Sunday, December 23, 2007

Newton's Laws of Emotions

Newton's Laws of Physics offer us a great way to understand emotions in our lives. 'Energy cannot be created or destroyed, only transferred from one form to another.' This is how emotions work in us, as well.

When someone hurts you, for example, you are a changed person. Energy has been directed toward you. It has an 'equal and opposite reaction' in you. You can't wish it away or pretend it is not there. Their action has led to a reaction in you. Let's say that reaction is anger. If you try to ignore it, that anger will nevertheless still be there. It will probably eat away at you. Your need to squash it down in order to conduct your daily business will impact your ability to share emotions in other spheres of your life, because it takes energy to hold it back. The only option for your health is to find a way to release it.

One of my favorite songs is Van Morrison's "You Don't Pull No Punches, But You Don't Push The River." The wisdom in the title of the song follows much of what I'm saying about Newton's Laws: Energy can't be pushed or forced completely contrary to its nature. The energy we are talking about can be a particular emotion (like anger) or the overall flow of your spirit. That doesn't mean you give up and quit working hard in your life. i.e. you don't pull any punches. We are more than creatures of impulse. Just know what you can and cannot do.

You can't push a river. Imagine jumping in the Cuyahoga and trying to push against the flowing current with your hands. It is asurd. What you can do is channel the river.

The best way to handle anger is not to unleash it on whoever happens to be in your vicinity. The anger is a river, and it must flow. You can direct that anger toward a punching bag or maybe write about it in your journal. You can scream at the top of your lungs or go for a run. You can participate in healthy conflict resolution with other people, which will effectively resolve the anger while at the same time not passing it on to someone else. That often involves going directly to the person who has hurt you and talking out your feelings in a calm manner. One way or another, that energy has a force of its own and must be dealt with--or it will deal with you.

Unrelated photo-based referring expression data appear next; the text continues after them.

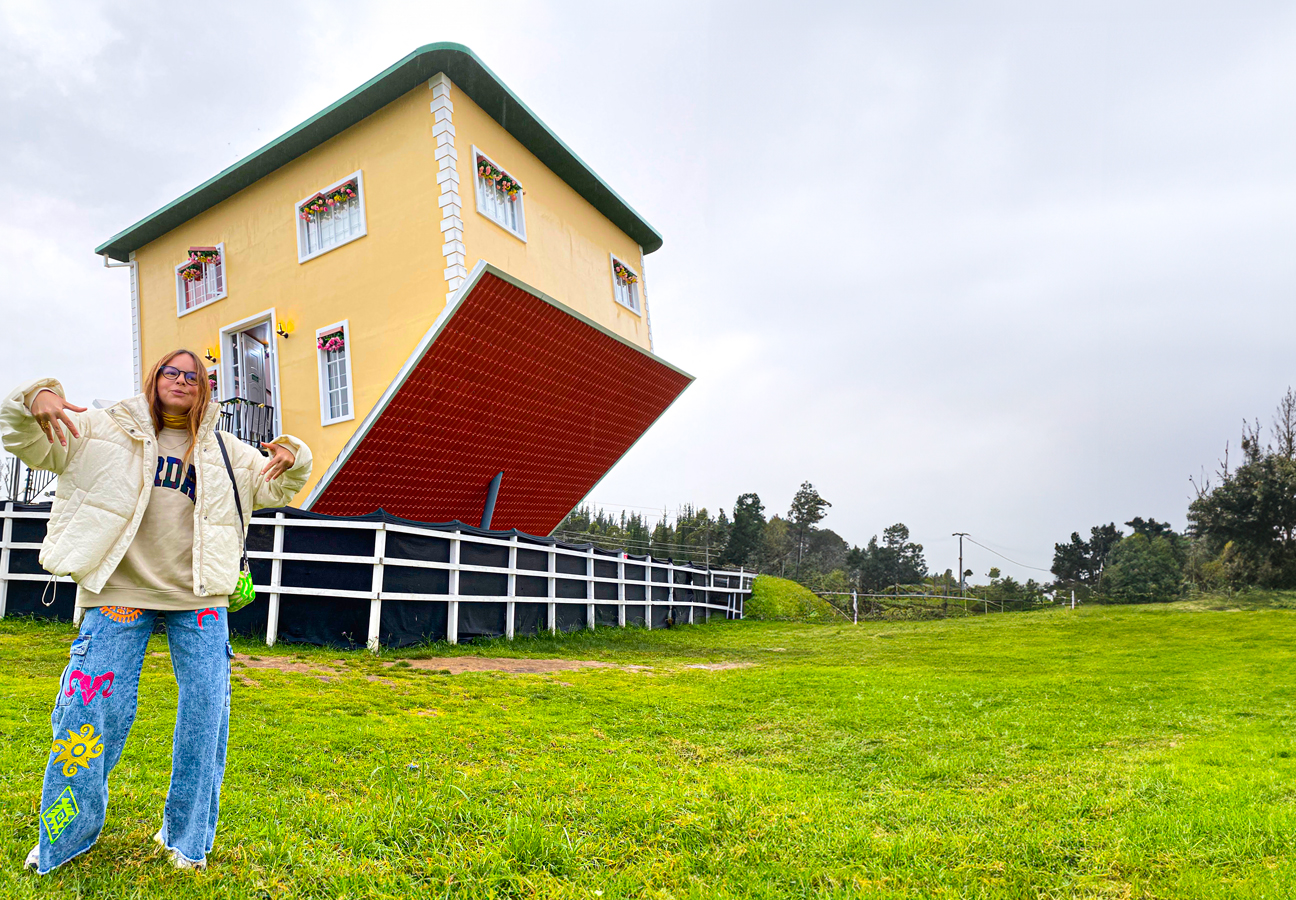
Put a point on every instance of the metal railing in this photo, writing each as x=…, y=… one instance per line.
x=20, y=483
x=467, y=567
x=253, y=423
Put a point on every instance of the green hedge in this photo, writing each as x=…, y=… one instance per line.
x=783, y=599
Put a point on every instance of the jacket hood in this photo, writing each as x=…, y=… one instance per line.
x=134, y=411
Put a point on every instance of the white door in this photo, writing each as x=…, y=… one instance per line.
x=253, y=354
x=248, y=366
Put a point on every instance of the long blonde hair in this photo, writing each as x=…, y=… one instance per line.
x=200, y=406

Like Newton says, you can't create it or destroy it. If you make someone else angry, you are most likely transferring your own anger to them, or triggering some of their own hidden anger. You are turning their love into fear, which begets anger. This is why violence and all evil is a chain reaction. One person's hurt compels them them hurt another, which in turn causes that person to lash out at someone else. This continues until someone breaks the chain by turning that anger back into love. Christian tradition has had an intuitive understanding of this in seeing Abel as the source of violence in the world. Its as if people knew that violence was an unbroken chain, and someone had to have been the first to set it in motion.

In a likewise manner, we can't simply will ourselves to change our very nature. I have seen this countless times when people have tried to impose a rigid system of morality on themselves only to "relapse" and fall completely to the opposite. You are who you are. You can't--and shouldn't--try to change yourself to your core. What you can do is cut yourself some slack. You are God's creation and remember God said that you are "good." This doesn't mean that we go through life abdicating responsibility for the consequences of our actions just because they are "in our nature." Like I said earlier, we are more than creatures of impulse. The point I am making is that whenever we are able to "do the right thing" in this life, I think it is wrapped up somehow in working with our nature rather than completely against it.

The good news is that love is an energy, just like anger. I have found that the energy of love is much more subtle, but more more powerful. Its like slow cooking rather than flash and burn.